Cristofol Jean
Jean Cristofol (né le 24 mars 1901 à Aja-Villovent (Espagne)) était un homme politique français. Il fut député communiste des Bouches-du-Rhône de 1936 à 1940 après avoir battu un sortant SFIO,
Toussaint Ambrosini. En 1941, il est incarcéré à la prison d'Alger, en raison de son appartenance au Parti communiste, interdit à l'époque. Libéré en 1943, il participe à la refonte du Parti
communiste algérien, et au journal Liberté. Le 15 août 1944, en compagnie de De Lattre de Tassigny il débarque à Saint-Tropez. De retour à Marseille, il prend la présidence du Comité Régional de
Présidence, et des journaux Rouge Midi, puis La Marseillaise.

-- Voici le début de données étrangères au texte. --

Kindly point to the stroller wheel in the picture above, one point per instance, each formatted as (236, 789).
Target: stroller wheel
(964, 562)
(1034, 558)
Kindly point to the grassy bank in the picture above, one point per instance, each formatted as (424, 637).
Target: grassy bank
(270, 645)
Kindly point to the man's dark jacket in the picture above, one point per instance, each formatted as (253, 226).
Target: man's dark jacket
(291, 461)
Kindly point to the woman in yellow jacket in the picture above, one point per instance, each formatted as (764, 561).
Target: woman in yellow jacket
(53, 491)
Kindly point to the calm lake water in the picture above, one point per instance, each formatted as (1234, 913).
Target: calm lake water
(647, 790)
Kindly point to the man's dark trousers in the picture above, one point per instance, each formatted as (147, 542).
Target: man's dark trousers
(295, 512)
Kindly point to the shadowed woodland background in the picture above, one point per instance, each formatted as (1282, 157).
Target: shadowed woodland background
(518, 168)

Nommé conseiller municipal de Marseille, il garde ce poste en 1945, puis en octobre de cette même année, suite à la démission de Gaston Defferre, il prend la tête de l'assemblée municipale. De
1946 à 1947, il sera maire, puis siégera jusqu'à sa mort dans l'opposition municipale communiste (pendant les mandats Carlini puis Defferre).
De 1946 à 1957, Jean Cristofol est de nouveau député des Bouches-du-Rhône, membre de la Commission du règlement et du suffrage universel et de celle de l'intérieur puis participant aux travaux de
la Commission des finances. Il est à l'origine de la loi du 20 février 1946 supprimant le régime administratif spécial de Marseille et mettant ainsi fin à la tutelle administrative exercée sur la
ville.
Il décède le 21 novembre 1957 à Villejuif, atteint d'un cancer du poumon. Son nom reste inconnu de nombre de Marseillais, il fut pourtant le seul maire communiste de cette ville. Une rue porte
son nom dans le troisième arrondissement de Marseille. Dans le quartier de l'Estaque, un stade porte le nom de « Christofol ». Signalons aussi son importance dans la reconstruction de Marseille.